To apply the transformation to every frame, you could loop through the trajectory - or...

In [21]:
u_mem = mda.Universe(TPR, TRR, in_memory=True)
u_mem.atoms.unwrap(reference='cog')

array([[ 52.017067 ,  43.56005  ,  31.554958 ],
       [ 51.18792  ,  44.112053 ,  31.722015 ],
       [ 51.550823 ,  42.827724 ,  31.038803 ],
       ...,
       [105.341995 ,  74.072    ,  40.988003 ],
       [ 57.684002 ,  35.323997 ,  14.804    ],
       [ 62.961002 ,  47.239    ,   3.7529998]], dtype=float32)

In [22]:
view_unwrap = nv.show_mdanalysis(u_mem)
view_unwrap

NGLWidget(max_frame=9)

### On-the-fly Transformations

Transformations can be added to a trajectory using `u.trajectory.add_transformations`. These will be performed 'on the fly' as the trajectory is iterated through - no need to load the trajectory to memory. **Note** - you can only add transformations once!

A number of common transformations are available in `MDAnalysis.transformations` - see the [documentation](https://docs.mdanalysis.org/stable/documentation_pages/trajectory_transformations.html#currently-implemented-transformations). These include:
 - translation and rotation
 - center in unit cell
 - fit to a reference
 - wrap/unrap over unit cell



In [28]:
from MDAnalysis import transformations as trans
u_wrap = mda.Universe(TPR, TRR)
protein = u_wrap.select_atoms('protein')
water = u_wrap.select_atoms('resname SOL')

workflow = [trans.unwrap(u_wrap.atoms),
            trans.center_in_box(protein, 
                                center='geometry'),
            trans.wrap(water, compound='residues')]

u_wrap.trajectory.add_transformations(*workflow)

view_trans = nv.show_mdanalysis(u_wrap)
view_trans


NGLWidget(max_frame=9)

## Custom transformations


Custom transformations can be defined and applied in the same way as the built-in transformations.

At its core, a transformation function must only take a `Timestep` object as its input, and return the `Timestep` as the output.

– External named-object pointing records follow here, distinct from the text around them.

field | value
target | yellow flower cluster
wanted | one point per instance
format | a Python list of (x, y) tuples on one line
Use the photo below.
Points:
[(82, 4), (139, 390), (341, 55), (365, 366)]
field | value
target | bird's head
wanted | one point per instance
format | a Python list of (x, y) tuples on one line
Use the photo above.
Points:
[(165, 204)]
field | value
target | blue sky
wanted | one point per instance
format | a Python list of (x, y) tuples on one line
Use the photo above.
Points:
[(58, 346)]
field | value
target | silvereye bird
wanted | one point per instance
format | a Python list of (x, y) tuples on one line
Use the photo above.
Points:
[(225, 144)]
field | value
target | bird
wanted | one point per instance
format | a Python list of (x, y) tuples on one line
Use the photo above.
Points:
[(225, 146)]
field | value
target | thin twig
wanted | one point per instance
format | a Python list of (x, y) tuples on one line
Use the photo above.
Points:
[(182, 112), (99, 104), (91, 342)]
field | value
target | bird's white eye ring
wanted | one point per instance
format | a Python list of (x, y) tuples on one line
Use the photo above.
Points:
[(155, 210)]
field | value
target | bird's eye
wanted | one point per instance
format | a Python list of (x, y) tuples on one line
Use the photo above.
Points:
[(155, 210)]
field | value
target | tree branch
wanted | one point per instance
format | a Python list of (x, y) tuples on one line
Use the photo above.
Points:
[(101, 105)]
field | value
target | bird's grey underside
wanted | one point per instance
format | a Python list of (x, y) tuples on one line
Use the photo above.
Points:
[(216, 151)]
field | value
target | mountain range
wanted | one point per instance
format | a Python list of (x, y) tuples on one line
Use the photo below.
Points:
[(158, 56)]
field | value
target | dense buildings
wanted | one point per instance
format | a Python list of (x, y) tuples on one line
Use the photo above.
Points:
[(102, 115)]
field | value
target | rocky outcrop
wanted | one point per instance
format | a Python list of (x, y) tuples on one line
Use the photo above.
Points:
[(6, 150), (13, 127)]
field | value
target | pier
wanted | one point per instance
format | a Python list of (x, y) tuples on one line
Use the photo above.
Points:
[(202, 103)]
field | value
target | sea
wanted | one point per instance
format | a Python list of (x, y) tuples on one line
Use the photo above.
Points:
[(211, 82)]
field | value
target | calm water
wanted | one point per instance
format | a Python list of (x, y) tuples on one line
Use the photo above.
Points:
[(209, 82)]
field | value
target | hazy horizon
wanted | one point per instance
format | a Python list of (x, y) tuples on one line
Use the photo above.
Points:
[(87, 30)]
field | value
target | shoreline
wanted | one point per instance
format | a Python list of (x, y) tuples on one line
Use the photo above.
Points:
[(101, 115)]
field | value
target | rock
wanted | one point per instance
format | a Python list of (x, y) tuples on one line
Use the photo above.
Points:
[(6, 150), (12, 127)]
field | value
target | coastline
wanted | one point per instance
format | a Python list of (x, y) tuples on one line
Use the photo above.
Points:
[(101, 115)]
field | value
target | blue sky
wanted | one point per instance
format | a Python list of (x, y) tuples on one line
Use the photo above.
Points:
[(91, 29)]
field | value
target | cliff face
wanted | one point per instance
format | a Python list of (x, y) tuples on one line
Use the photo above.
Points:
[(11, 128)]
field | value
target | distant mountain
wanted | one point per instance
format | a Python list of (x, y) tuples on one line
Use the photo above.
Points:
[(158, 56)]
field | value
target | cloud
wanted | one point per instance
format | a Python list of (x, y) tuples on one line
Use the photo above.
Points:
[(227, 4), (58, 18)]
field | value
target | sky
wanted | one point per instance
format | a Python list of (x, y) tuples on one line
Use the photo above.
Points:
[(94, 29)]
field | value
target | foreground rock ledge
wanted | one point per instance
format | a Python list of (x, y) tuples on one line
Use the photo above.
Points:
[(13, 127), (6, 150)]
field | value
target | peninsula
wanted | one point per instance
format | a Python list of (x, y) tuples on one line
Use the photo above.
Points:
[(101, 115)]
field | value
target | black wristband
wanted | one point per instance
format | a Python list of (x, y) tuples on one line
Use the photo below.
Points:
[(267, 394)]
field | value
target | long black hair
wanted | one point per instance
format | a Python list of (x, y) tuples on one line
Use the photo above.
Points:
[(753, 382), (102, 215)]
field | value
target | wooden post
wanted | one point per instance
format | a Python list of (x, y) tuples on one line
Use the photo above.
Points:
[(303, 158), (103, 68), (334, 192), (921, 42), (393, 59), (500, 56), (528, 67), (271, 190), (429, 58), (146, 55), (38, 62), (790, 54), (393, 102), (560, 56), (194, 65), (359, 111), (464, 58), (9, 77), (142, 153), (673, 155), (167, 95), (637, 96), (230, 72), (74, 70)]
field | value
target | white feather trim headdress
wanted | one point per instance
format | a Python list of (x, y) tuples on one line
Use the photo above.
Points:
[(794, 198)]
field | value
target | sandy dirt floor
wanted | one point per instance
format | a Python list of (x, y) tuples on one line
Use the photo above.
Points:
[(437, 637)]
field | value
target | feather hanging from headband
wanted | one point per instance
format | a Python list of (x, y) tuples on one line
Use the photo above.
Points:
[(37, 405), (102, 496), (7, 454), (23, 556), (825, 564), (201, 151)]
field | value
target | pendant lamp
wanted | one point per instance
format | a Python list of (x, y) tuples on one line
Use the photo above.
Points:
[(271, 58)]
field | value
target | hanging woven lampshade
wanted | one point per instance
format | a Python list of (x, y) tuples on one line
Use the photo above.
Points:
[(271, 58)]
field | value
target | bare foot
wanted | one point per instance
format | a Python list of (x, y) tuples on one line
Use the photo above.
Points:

- If your transformation needs extra input (e.g. atom selections), you can use a wrapped function - see the Tutorial for more!

In [29]:
def up_by_2(ts):
    """Translates atoms up by 2 angstrom"""
    ts.positions += np.array([0.0, 0.0, 0.2])
    return ts

# If a translation doesn't require extra 
# information, it can be added directly when 
# creating the universe
u_up = mda.Universe(TPR, TRR, 
                    transformations=[up_by_2])

# Summary

We took a brief look at:

1. Measuring distances with lib.distances
2. Making Universes and adding atoms/attributes to them
3. Reading in other timestep data with Auxiliary readers
4. Applying on-the-fly transformations

Tutorial 4 has some more example on each of these to play around with. You don't have to do through all of them - pick the ones interesting to you (or continue working on the earlier notebooks). Also remember User Guide/Documentation (also things we haven't covered - User Guide, Docs, ask)!